Ashraf Ghani, who fled Afghanistan Sunday, released a statement. Taliban fighters in Jalalabad fired into a crowd protesting their rule, and struggled to contain crowds that continued to mass at the airport.
In his first video address since he fled Afghanistan, President Ashraf Ghani said he had left the country to avoid a lynching by the Taliban and vowed to return.
In a videotaped statement posted on his Facebook page from the United Arab Emirates on Wednesday evening, Mr. Ghani said that, despite an agreement that the Taliban would not enter the city of Kabul, his guards warned him on Sunday afternoon that the insurgents had reached the walls of the presidential palace in central Kabul.
“If I had stayed in Afghanistan,” he said, “the people of Afghanistan would have witnessed the president hanged once more.”
He was referring to the murder of the Afghan President Mohammad Najibullah, who was executed and strung up in a public square after the Taliban seized the capital in 1996.

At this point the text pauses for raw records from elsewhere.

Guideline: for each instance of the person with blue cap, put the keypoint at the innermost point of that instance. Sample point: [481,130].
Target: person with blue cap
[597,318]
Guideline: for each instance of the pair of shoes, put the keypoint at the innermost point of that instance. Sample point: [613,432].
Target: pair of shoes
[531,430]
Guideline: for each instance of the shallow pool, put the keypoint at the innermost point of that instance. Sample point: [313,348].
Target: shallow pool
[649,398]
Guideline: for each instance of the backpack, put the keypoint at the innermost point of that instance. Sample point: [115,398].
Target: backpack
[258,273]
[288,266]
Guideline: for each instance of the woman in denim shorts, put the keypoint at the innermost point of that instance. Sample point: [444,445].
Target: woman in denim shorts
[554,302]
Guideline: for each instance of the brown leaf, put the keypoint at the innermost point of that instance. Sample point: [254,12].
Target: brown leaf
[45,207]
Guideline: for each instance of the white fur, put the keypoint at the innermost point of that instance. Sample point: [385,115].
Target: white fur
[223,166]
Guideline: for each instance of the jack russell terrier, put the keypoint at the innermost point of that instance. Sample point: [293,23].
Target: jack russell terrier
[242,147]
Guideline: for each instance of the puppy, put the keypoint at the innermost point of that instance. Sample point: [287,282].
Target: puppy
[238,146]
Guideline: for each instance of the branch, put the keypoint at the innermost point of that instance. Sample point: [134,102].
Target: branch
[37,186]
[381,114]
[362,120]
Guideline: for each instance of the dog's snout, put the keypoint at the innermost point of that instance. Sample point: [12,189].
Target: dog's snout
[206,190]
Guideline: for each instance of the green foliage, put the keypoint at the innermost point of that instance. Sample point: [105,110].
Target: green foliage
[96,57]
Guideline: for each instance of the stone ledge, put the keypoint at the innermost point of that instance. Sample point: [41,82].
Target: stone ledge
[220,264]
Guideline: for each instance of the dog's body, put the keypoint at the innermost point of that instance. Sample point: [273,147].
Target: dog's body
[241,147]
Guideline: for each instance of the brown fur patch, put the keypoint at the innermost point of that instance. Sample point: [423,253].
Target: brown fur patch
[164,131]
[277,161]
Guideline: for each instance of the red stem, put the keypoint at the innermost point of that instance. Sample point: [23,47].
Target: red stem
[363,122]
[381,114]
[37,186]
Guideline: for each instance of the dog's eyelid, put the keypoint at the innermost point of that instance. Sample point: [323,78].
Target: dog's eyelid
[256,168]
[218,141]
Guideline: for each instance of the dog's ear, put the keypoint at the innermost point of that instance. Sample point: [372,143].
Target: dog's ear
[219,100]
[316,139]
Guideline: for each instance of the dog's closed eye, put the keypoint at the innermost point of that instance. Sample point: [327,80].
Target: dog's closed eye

Mr. Ghani denied reports from people, among them the Russian envoy in Kabul, Zamir Kabulov, that he had left with crates of cash. He said he had passed through customs on arrival in the United Arab Emirates.
“I came just with my clothes, and I was not even able to bring my library,” he said.
Looking tired and thin, Mr. Ghani was serious and firm in his delivery of a speech that he read from written pages. He said he had tried to negotiate a peaceful resolution to the conflict but had also been coordinating the defense of Kabul right up until his departure.
“The security forces did not fail us,” he said. “It was the political elite of the government and the international community who failed.”
He said that he had every intention of returning to Afghanistan and that he was in touch with the political leaders Hamid Karzai and Abdullah Abdullah, who have been in discussions with the Taliban.
Mr. Ghani also noted out that he was not the first Afghan leader forced to flee. The first Taliban leader, Mullah Muhammad Omar, fled after the American intervention in 2001.
Mr. Ghani, a World Bank-trained technocrat who wrote a book titled “Fixing Failed States,” has come under withering criticism for his performance as Afghanistan’s leader and the ignominious way in which he left, which sped the government’s collapse.